(I should probably go back and add that warning to like half my posts…)
Maney is a puzzle that I’m trying to piece together. It’s like I am separate from Maney, and I need to get her back in gear to live and hopefully someday desire life.
One thing I like to do is read. I recently received a plethora of my favorite books, used and cheap, the way I like my literature. So far I’ve consumed Peter and the Starcatchers, and I’m inching my way through Life of Pi (a favorite) and I Thought It Was Just Me (but it isn’t): Making the Journey from “What Will People Think?” to “I Am Enough” by Brené Brown, which is new to me. Books are like friends–safe ones I don’t have to worry about thinking that I’m mental, since our entire relationship is mental. Who says money can’t buy happiness? If money can buy friends, then I wonder what it can’t buy.

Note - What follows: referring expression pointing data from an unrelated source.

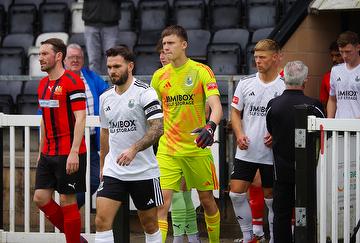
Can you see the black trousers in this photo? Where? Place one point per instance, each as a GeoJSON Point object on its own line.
{"type": "Point", "coordinates": [283, 204]}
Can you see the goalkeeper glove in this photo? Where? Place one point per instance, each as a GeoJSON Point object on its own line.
{"type": "Point", "coordinates": [206, 135]}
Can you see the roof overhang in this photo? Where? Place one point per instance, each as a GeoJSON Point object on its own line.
{"type": "Point", "coordinates": [328, 5]}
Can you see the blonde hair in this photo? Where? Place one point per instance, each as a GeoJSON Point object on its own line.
{"type": "Point", "coordinates": [267, 45]}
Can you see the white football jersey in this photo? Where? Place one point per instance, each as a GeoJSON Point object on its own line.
{"type": "Point", "coordinates": [251, 96]}
{"type": "Point", "coordinates": [345, 85]}
{"type": "Point", "coordinates": [126, 118]}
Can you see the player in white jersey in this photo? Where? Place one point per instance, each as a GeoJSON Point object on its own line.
{"type": "Point", "coordinates": [131, 122]}
{"type": "Point", "coordinates": [344, 99]}
{"type": "Point", "coordinates": [254, 142]}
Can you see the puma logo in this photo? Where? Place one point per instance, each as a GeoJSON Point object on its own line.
{"type": "Point", "coordinates": [72, 185]}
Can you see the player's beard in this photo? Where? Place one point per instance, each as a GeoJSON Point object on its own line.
{"type": "Point", "coordinates": [122, 79]}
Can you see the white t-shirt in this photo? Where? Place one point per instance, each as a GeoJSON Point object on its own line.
{"type": "Point", "coordinates": [251, 96]}
{"type": "Point", "coordinates": [345, 85]}
{"type": "Point", "coordinates": [126, 118]}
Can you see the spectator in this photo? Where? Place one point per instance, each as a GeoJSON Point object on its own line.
{"type": "Point", "coordinates": [344, 99]}
{"type": "Point", "coordinates": [101, 29]}
{"type": "Point", "coordinates": [280, 122]}
{"type": "Point", "coordinates": [94, 87]}
{"type": "Point", "coordinates": [336, 59]}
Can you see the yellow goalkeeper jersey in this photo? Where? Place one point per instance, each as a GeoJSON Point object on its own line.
{"type": "Point", "coordinates": [183, 92]}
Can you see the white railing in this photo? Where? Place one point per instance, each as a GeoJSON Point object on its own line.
{"type": "Point", "coordinates": [338, 177]}
{"type": "Point", "coordinates": [28, 121]}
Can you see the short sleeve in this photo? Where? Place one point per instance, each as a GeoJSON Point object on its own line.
{"type": "Point", "coordinates": [76, 92]}
{"type": "Point", "coordinates": [332, 83]}
{"type": "Point", "coordinates": [103, 120]}
{"type": "Point", "coordinates": [150, 102]}
{"type": "Point", "coordinates": [238, 101]}
{"type": "Point", "coordinates": [208, 80]}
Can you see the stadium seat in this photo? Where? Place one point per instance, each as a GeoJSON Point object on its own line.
{"type": "Point", "coordinates": [190, 14]}
{"type": "Point", "coordinates": [54, 17]}
{"type": "Point", "coordinates": [267, 9]}
{"type": "Point", "coordinates": [11, 87]}
{"type": "Point", "coordinates": [127, 38]}
{"type": "Point", "coordinates": [127, 13]}
{"type": "Point", "coordinates": [9, 90]}
{"type": "Point", "coordinates": [6, 4]}
{"type": "Point", "coordinates": [197, 44]}
{"type": "Point", "coordinates": [12, 61]}
{"type": "Point", "coordinates": [19, 40]}
{"type": "Point", "coordinates": [2, 20]}
{"type": "Point", "coordinates": [34, 65]}
{"type": "Point", "coordinates": [35, 2]}
{"type": "Point", "coordinates": [261, 34]}
{"type": "Point", "coordinates": [77, 24]}
{"type": "Point", "coordinates": [239, 36]}
{"type": "Point", "coordinates": [68, 2]}
{"type": "Point", "coordinates": [44, 36]}
{"type": "Point", "coordinates": [149, 37]}
{"type": "Point", "coordinates": [153, 14]}
{"type": "Point", "coordinates": [146, 60]}
{"type": "Point", "coordinates": [224, 59]}
{"type": "Point", "coordinates": [288, 4]}
{"type": "Point", "coordinates": [225, 14]}
{"type": "Point", "coordinates": [22, 18]}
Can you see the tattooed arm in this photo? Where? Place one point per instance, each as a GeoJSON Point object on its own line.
{"type": "Point", "coordinates": [156, 129]}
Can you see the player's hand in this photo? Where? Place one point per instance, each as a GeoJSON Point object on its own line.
{"type": "Point", "coordinates": [206, 135]}
{"type": "Point", "coordinates": [72, 163]}
{"type": "Point", "coordinates": [125, 158]}
{"type": "Point", "coordinates": [268, 140]}
{"type": "Point", "coordinates": [243, 142]}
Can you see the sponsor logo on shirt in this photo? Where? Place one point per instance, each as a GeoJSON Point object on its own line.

Another thing I do to piece myself back together is play guitar. It became a hobby over this last semester, as I’ve explained before. I’m not the best at playing or singing, but I love it. I love hearing my voice intertwine with the strong, reverberating chords, or the gentle, rhythmic pluck of my fingers. I love finding songs on the internet and then playing them within a few minutes. It makes me feel beautiful. It makes me feel desirable. It makes me feel worthy of love.
The final and hardest thing I’ve been trying lately is talking to people. It’s almost daily that I want to run my wrists over shards of glass, or cover my ears and scream in a corner, or bash my head against something until the stupidity of life ends. I often long for the peace I associate with death. Peace, and reunion, mostly with Jesus Christ, because it’s hard to imagine that meeting being anything but wonderful.
But anyway, talking to people. It’s hard. I get distracted. I start to feel guilty for things I don’t have any right to feel guilty for. And the guilt usually morphs into shame–I ask myself why I even exist if I’m so pathetic and depressed and awkward. It’s exhausting. It makes me want to go to sleep and never care about anyone or anything again. (I’m doing better, though, because at least I can separate these feelings from other, happier ones. Better than moving from bad feelings to numbness.)
Sometimes it doesn’t make sense, this being alive thing. It’s so hard. It’s His love that keeps me going. He gives me a flicker of hope to move forward, to take another step, to hold on a little longer. So, Team, hold on, if only because I am holding on. If only because He loves you, and He wants you to have joy.